Il passaggio dal messaggio della Casa Bianca all’azione concreta sarà meno semplice, ma è quello che vogliono sentirsi dire le imprese e la finanza per continuare a scommettere sulla crescita. Analoghi segnali sembrano potersi rintracciare in Europa. L’inflazione in Germania ha superato il 2%. Persino in Italia ha toccato quota 1,5%. La fiducia delle imprese in Germania, Francia e Italia è in aumento costante. La Spagna continua a segnare buoni livelli di crescita. Tanto che si dice possano aumentare le pressioni su Mario Draghi affinché tolga il piede dell’acceleratore della politica espansiva per evitare pericolose fiammate dell’inflazione. Cosa che produrrebbe per un Paese come l’Italia, fortemente indebitato, conseguenze negative sugli interessi da pagare sui titoli di Stato e quindi sui conti pubblici. Al di qua e al di là dell’Atlantico i segnali positivi ci sono e non vanno sottovalutati. Ma sono molto sulla carta. O meglio tutt’altro che soddisfacenti. Le aree di disagio sembrano allargarsi invece che diminuire. La stessa elezione di Trump ne è il sintomo più evidente. Nonostante e il costo del capitale sia così basso il livello degli investimenti non è stato del livello atteso. Sir John Cunliffe, vice governatore della Banca d’Inghilterra in un discorso riportato da The Economist di questa settimana ha notato come negli ultimi quarant’anni prima del 2007 la crescita media degli investimenti è stata del 3%, mentre da quell’anno in poi è scesa all’1,5%. Ci potrà essere stata difficoltà nell’accesso al credito sicuramente. Ma altrettanto sicuramente c’è la percezione di un aumento dei pericoli o perlomeno di una loro non riduzione.

Il disagio del quale si parlava è riferito non al momento che stiamo vivendo , quanto al futuro.
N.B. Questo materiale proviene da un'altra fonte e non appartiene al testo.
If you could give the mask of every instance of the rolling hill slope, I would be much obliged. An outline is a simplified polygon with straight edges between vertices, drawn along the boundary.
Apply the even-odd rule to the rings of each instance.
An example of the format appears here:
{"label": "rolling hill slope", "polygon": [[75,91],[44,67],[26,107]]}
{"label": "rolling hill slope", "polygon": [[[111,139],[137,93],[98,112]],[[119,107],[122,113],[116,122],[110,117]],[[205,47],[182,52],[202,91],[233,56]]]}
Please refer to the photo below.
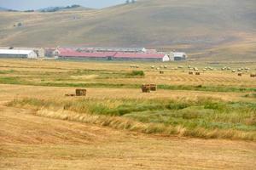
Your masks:
{"label": "rolling hill slope", "polygon": [[[22,22],[22,27],[14,27]],[[0,46],[164,48],[207,60],[254,60],[254,0],[144,0],[103,9],[1,13]],[[236,49],[236,50],[233,50]]]}

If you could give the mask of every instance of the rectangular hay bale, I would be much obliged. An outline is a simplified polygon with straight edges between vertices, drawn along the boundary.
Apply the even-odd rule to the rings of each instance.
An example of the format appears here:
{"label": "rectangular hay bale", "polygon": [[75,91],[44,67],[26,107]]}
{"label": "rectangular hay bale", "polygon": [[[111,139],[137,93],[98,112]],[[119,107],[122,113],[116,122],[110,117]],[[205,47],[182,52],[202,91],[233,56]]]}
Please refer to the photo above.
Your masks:
{"label": "rectangular hay bale", "polygon": [[76,89],[76,96],[86,96],[86,89]]}

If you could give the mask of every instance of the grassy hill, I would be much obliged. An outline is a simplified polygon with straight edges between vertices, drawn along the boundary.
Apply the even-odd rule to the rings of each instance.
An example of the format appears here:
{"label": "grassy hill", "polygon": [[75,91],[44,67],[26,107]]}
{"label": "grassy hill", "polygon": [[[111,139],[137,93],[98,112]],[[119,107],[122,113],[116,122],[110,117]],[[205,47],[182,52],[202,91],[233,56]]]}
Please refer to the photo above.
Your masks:
{"label": "grassy hill", "polygon": [[144,0],[103,9],[3,12],[0,46],[145,46],[202,60],[252,60],[255,11],[254,0]]}

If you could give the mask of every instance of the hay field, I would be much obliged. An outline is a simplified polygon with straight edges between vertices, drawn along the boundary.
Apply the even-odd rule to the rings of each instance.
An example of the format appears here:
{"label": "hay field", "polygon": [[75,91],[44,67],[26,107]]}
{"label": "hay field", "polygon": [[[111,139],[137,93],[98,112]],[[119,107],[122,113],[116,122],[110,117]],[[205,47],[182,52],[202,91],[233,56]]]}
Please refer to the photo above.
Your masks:
{"label": "hay field", "polygon": [[[255,64],[161,65],[0,60],[0,168],[253,169],[255,80],[220,70]],[[86,98],[64,97],[78,87]]]}
{"label": "hay field", "polygon": [[143,46],[201,60],[255,61],[255,11],[253,0],[139,0],[102,9],[1,12],[0,46]]}

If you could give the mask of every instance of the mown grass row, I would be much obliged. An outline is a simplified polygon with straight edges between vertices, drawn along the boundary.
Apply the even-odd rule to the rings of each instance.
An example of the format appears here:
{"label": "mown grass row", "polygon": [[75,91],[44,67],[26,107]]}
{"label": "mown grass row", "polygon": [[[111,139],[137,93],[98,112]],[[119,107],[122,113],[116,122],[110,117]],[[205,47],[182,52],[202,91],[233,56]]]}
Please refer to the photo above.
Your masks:
{"label": "mown grass row", "polygon": [[[18,76],[0,77],[2,84],[20,84],[48,87],[70,88],[140,88],[141,84],[123,83],[77,83],[77,82],[28,82]],[[256,92],[256,88],[240,88],[231,86],[194,86],[194,85],[166,85],[159,84],[159,89],[165,90],[188,90],[206,92]]]}
{"label": "mown grass row", "polygon": [[[23,99],[15,99],[9,105],[48,112],[51,110],[55,118],[66,117],[73,121],[82,119],[84,122],[91,122],[147,133],[256,141],[256,104],[253,103],[224,102],[208,98],[185,101]],[[58,110],[72,111],[73,114],[64,116]],[[44,114],[48,116],[47,111]]]}

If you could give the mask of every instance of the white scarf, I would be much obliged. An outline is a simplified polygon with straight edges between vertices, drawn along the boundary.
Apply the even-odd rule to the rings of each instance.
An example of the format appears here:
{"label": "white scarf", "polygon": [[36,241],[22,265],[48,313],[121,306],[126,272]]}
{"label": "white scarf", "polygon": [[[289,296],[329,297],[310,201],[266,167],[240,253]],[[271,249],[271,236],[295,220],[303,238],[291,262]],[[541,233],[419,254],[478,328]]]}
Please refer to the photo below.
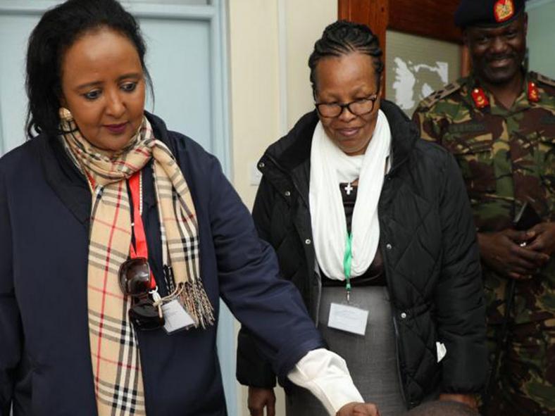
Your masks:
{"label": "white scarf", "polygon": [[351,221],[351,276],[360,276],[374,260],[380,241],[378,202],[382,191],[391,132],[378,110],[372,139],[364,155],[349,156],[337,147],[318,122],[312,137],[310,213],[316,260],[330,279],[344,280],[347,229],[339,184],[358,178]]}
Le famiglie e i lavoratori sono portati a risparmiare piuttosto che a spendere. E analogamente si muovono le imprese che custodiscono ingente liquidità preferendo distribuirla ai propri soci invece di metterla a rischio investendo senza sufficienti ritorni. È come se gli attori economici, cittadini, aziende, istituzioni finanziarie stessero perdendo la pazienza. Forse si dimentica che negli ultimi anni proprio grazie all’azione delle banche centrali americane, europee, ma anche cinesi e giapponesi, si sono superati choc internazionali importanti. La crisi russa nel 2014, come quella delle materie prime con i prezzi del petrolio in forte discesa, la cinese nel 2015 e, in misura minore, quella finanziaria del 2016. Senza contare le tensioni in medio Oriente e le successive ondate di migranti. Crisi che hanno spostato in avanti il recupero atteso. È evidente che averle superate e registrare gli evidenti segnali di ripresa non basta in poche settimane a consolidare la fiducia necessaria che spinge a investire a guardare con più serenità al futuro. È per questo che la cautela con la quale usano le parole Yellen e Draghi associata alle loro forti azioni di sostegno alle economia, la si vorrebbe ritrovare nelle istituzioni e nei protagonisti della politica. Sarebbe il segnale della comprensione che fiducia e riforme sono da sempre i veri motori di riprese più solide.